How to set up a Virtual Machine for ML Experimentation for non-Computer-Scientists on Google's Compute Engine Platform
-
Note: Some of the terminal/command prompt commands might not work on a Windows machine. I've tried to include Windows commands as well, but I'm not well versed in them. Hopefully the commands are clear enough that someone used to using the Windows Command Prompt can figure out the equivalent commands.
-
Note: I am assuming some level of familiartiy with python and using terminal/command prompt
- Creating your virtual machine
- Connecting to your virtual machine for the first time
- Connecting to your machine in general
- Setting up your ML Environment on your Virtual Machine
- Setting up Jupyter Notebook on your Virtual Machine
- Google Cloud Platform Best Practices
- Go to https://console.cloud.google.com and sign in to your Google Account
- Create a project and name the project appropriately. Either google will prompt you do to this or click on the button just to the right of the "Google Cloud Platform" text in the upper left corner––you should be able to from the resulting pop-up
- Hit the three-lined button on the top left side of the page
- Find the phrase "IAM & admin" and hover over it
- Click on Quotas
- Click on the button under "Metric" and hit None
- Then type in the seach bar (in that same menu) "GPUs (all regions)"
- Now request one GPU from Google, you'll have to fill out some information, unfortunately. Do so though. A good reason to put down is "ML Practioner trying to practice deep learning techniques"
- Pause in your setup process until Google sends you back an approval email. This should take no more than one day.
- Now that Google has approved your request, follow step 1's instructions, but proceed to step 5 (the next step)
- Select the project you created in step 2
- Find the search bar on the top of your screen and type in "deep learning vm" and click on the result that pops up
- Hit the "Launch On Compute Engine" button
- Where it says Deployment name you can name your machine
- Under Zone, just go with whatever they give you baring its the correct coast. If you are on the east coast the zone should reflect that.

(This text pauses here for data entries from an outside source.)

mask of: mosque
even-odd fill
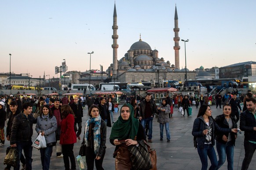
[[[120,82],[141,82],[143,81],[157,82],[157,78],[161,82],[163,80],[173,80],[183,81],[185,79],[185,68],[179,68],[178,18],[177,8],[175,7],[174,17],[175,65],[171,64],[169,60],[158,57],[158,51],[152,50],[150,46],[143,41],[140,35],[139,39],[131,46],[124,57],[117,60],[117,14],[115,4],[114,7],[113,25],[113,63],[108,68],[109,79],[112,81]],[[188,79],[194,80],[195,71],[190,71],[187,69]]]

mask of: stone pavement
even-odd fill
[[[222,113],[222,109],[216,109],[216,106],[211,107],[212,110],[213,117]],[[171,142],[167,142],[165,138],[165,132],[164,131],[163,141],[160,141],[160,128],[159,123],[157,122],[157,118],[153,120],[153,143],[149,145],[153,149],[157,150],[157,166],[158,170],[200,170],[201,163],[197,152],[194,147],[193,136],[191,135],[192,129],[194,120],[196,117],[198,109],[193,106],[193,114],[192,116],[183,117],[177,111],[177,108],[174,108],[174,113],[172,118],[169,122],[169,129],[171,132]],[[85,108],[84,111],[84,117],[83,118],[82,133],[84,131],[84,126],[86,120],[88,118],[87,116],[88,108]],[[114,120],[115,121],[119,115],[119,113],[114,113]],[[238,122],[239,124],[239,122]],[[106,143],[106,154],[103,163],[103,166],[105,170],[112,170],[115,169],[114,158],[113,157],[115,146],[112,145],[109,142],[109,138],[111,128],[107,128],[107,141]],[[243,146],[244,133],[238,134],[238,137],[236,142],[234,149],[234,170],[240,170],[242,162],[244,157],[244,149]],[[37,136],[36,132],[34,132],[33,139]],[[81,136],[81,138],[82,136]],[[74,146],[75,156],[78,155],[81,140],[77,140],[77,142]],[[0,170],[3,170],[5,165],[3,164],[6,148],[8,146],[9,142],[6,140],[5,145],[0,146]],[[215,149],[216,152],[216,149]],[[216,152],[216,154],[217,152]],[[32,167],[33,170],[41,169],[42,166],[40,159],[40,152],[33,149],[33,162]],[[208,162],[208,168],[210,167],[210,163]],[[227,170],[227,161],[220,170]],[[55,149],[54,148],[52,156],[51,158],[50,165],[51,170],[64,170],[63,158],[56,157]],[[77,163],[77,169],[79,170],[79,166]],[[95,168],[95,169],[96,169]],[[256,169],[256,153],[252,160],[249,166],[249,170]]]

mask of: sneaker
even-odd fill
[[[61,155],[59,155],[59,156],[57,156],[57,157],[58,157],[58,158],[62,158],[63,157],[63,155],[62,154]]]

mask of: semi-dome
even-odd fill
[[[151,47],[146,42],[142,41],[141,39],[136,42],[135,42],[131,46],[130,50],[152,50]]]
[[[151,60],[152,59],[149,56],[146,55],[141,55],[136,57],[135,61]]]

If you'd like, you can google "how to pick zone on google cloud engine" and that should give you an idea of pricing per zone.
- You can play around with the Machine Type, up to "8 vCPUs with 32 GBs" of memory––if you go above this you will then need more than one GPU
- Under GPUs you can play around with GPU type, just note the cost in the top right corner as you play around with Machine Type and GPU type
- Select the Framework you would to like to use, this step doesn't really matter as you can easily set up any framework on the machine. This is just Google making your life easy by installing the frameworks for you. I personally use PyTorch, but you can use whatever you'd like.
- Click the "Install NVIDIA GPU driver..." checkbox
- Again you can play around with the options under Boot Disk, but you also can lave it as is.
- Finally you hit "deploy"
- If there are warnings, don't worry about them
- If there are errors, I would suggest googling the errors
- Once the machine is deployed, hit the three-lined button on the top left of the screen and find "Compute Engine". Click on it.
- You will now see the machine you deployed in the middle of the screen
- There are many ways to connect to the machine, but to begin with find the word SSH and click on it. That should open a new screen.
- This is one way that you can connect to your machine. However, to fully use your machine you're going to want to follow the steps below.
- In this new screen (which now acts as your connection to your virtual machine) run the following command:
cd .ssh
- Run the following command:
vim authorized_keys
- Now switching back to your own computer open up terminal/command prompt
- Run the following command:
cd .ssh
- if this fails please run the following command:
mkdir .ssh
- then run:
cd .ssh
- if this fails please run the following command:
- Run the following command to create a "ssh key":
ssh-keygen -t rsa
- Name your key:
google_cloud_key
- You don't have to set a passphrase for your key, but I do
- Name your key:
- Now run
chmod 400 google_cloud_key*
- Makes your keys read only
- Now run
ls
ordir
(windows) and you should see these two files:- google_cloud_key
- google_cloud_key.pub
- NEVER, EVER, EVER open
google_cloud_key
, as soon as you do the key is destroyed and you will have to redo this process from step 8 - Run the following command:
cat google_cloud_key.pub
ortype google_cloud_key.pub
(windows) and copy the output, it should start withssh-rsa
- Now switch back to your virtual machine where you opened up authorized_keys:
- hit i
- make room at the top of the file (if something else is already there) by hitting enter
- paste what you copied from your own computer into authorized_keys (ctrl+v)
- hit the esc key on your computer
- hit the : key on your computer
- type wq
- hit enter
- You have now added your public key to your machine allowing you to connect to your machine from your own computer––i.e. skipping the google cloud console.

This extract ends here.